Deborah Gage Interview: What it Takes to Have a Fearless Approach

Chris LaVictoire Mahai Chris LaVictoire Mahai
President of Aveus, a division of Medecision

A couple of years ago at a national health care conference, I joined a small breakout group discussion and met Deborah Gage, CEO of Medecision, across the table. I don’t remember much about the discussion, but I know we parted, exchanging business cards, with (at least on my part) a clear desire to talk more and know each other better. Lucky for me and Aveus, Deb and her team at Medecision have been customers of ours since 2013, so I’ve had an up close opportunity to see her bold leadership in action.

With a health care and technology corporate and startup career behind her, Deb now leads the transformation of a technology company inside a very large corporate health services organization, inside an industry going through its own revolution. You could not find a more complex change challenge if you tried. That’s why I asked Deb to talk with me about her bold leadership approach. I’ve concluded “Fearless” may have her name attached to the definition. Here’s why:

Deb throws herself into situations and learns her way to positive outcomes.

How many of you have ever had anyone, let alone a venture guy, say to you, “I have a check sitting on my desk and it has your name on it. What do you want to do?” This happened to Deb in a past life and it is your first clue to Deb’s fearless approach to bold leadership.

Deb said, “Boy was I unprepared for that experience. We actually did pretty well and grew fast.” Clearly Deb is unafraid to define opportunities and pursue them, as she has done many times in her career.

Deb surrounds herself with people who understand her, push her and give her energy.

When Deb got to Medecision she loved that it was not venture backed, and she has since learned that transforming a business inside a large entity has its own set of challenges. “Innovation and agility are critical to our ability to navigate this shifting market, and sometimes a business our size feels like a Wolverine in a cage.” So, once again she is learning to navigate a different set of business requirements and expectations.

Through a series of startups and turnarounds, she met several of her current Medecision executive team members—executives who chose to move with her to this company.
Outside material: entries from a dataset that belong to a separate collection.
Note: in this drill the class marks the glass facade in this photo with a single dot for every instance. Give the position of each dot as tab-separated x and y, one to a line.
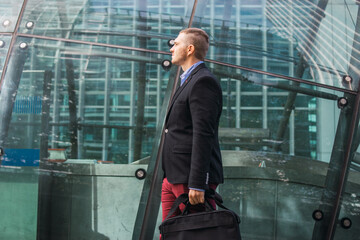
85	86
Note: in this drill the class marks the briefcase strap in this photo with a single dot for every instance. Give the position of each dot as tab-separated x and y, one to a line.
184	198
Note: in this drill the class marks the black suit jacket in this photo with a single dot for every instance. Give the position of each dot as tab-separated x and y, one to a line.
191	152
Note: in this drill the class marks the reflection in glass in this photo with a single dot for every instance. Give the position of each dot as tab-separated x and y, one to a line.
9	14
4	47
113	22
281	36
92	89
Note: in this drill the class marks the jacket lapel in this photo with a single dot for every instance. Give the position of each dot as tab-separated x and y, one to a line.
182	87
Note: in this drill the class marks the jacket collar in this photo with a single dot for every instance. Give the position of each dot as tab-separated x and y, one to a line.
182	87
These are people willing to sign up for a big challenge and big vision. “You have to be self-aware and know who you trust to help you think. Years ago I did an exercise that required that I define my trusted network. It really made me really think about who I needed around me.” Bold leaders surround themselves with people who understand them, push them and give them energy. (For more information, check out this blog post, “What Makes a Great Leader? 5 Actions to Look For“)
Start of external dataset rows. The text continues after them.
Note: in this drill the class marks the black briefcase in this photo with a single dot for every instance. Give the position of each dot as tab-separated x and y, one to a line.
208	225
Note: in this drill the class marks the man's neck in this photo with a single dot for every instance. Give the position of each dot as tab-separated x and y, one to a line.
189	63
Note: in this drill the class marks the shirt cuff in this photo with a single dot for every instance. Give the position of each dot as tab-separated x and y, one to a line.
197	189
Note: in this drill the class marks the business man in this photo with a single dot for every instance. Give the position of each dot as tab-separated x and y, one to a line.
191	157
Deb thinks beyond her own organization to the broader market opportunities that need addressing.

It is one thing trying to change, start or grow a business in a relatively certain market. It is another thing when you’re trying to drive organizational change at the same time all of your clients are in the midst of trying to change—and those clients need and expect your assistance.

“When you are a leader, your job is to be a visionary. This requires a whole new level of vision and decision making when you’re attempting to also lead a market and industry transformation.” Deb’s comment is a great view into how bold leaders think: beyond their own organization to the broader market opportunities that need addressing. No one person or entity is going to solve the healthcare changes that are upon us. Who will? Bold leaders who understand how to balance their own organization needs with those of their customers will.
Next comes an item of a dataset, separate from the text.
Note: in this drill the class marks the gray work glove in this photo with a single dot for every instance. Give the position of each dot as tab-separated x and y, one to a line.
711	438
Deb seeks out challenges and addresses them head on.

Medecision has been around for over 25 years. “If we were a startup we wouldn’t be carrying the baggage that has grown up over the years. The market is shifting and today many clients know they need something different, but not necessarily what. If my team marches in selling ‘care management,’ we miss the opportunity to help with the real question or the pain and the problem under the question.”

“Just yesterday in our management meeting we were talking about this very thing. Our clients look to everyone at Medecision to understand the industry transformation. We have to provide that knowledge at every level. Technology does not drive strategy. In the middle of this transforming market, if we haven’t done enough to anticipate the state of our client’s business model and strategy, we can end up with a clear contract, but no understanding and a frustrated client. The CEO expects us to help them align their business model with their technology investments up front.” This vignette, I’m guessing, is repeating itself every day in many corners of an industry in turmoil. The bold leader doesn’t hide from these challenges. They seek them out and address them head on.

Deb perseveres despite setbacks. 

Taking on the responsibility to drive change for your own organization, help customers with theirs, and influence the industry at the same time is a tall task. I asked Deb how she takes care of herself. “What I struggle with is to not get defensive and angry… it is a daily battle. Earlier I was having this discussion in with myself in the shower! I always try to step back and gain perspective. Put whatever the issue is in context and develop my personal go forward plan.”

You can probably tell that Deb doesn’t mince words. She is very direct. And as she told me, “I never feel guilty about my choices.” Bold leaders set a vision, make hard decisions, manage the consequences and move forward. You can take that to the bank.

Taking a fearless approach to bold leadership requires specific attributes. What else would you add to the list?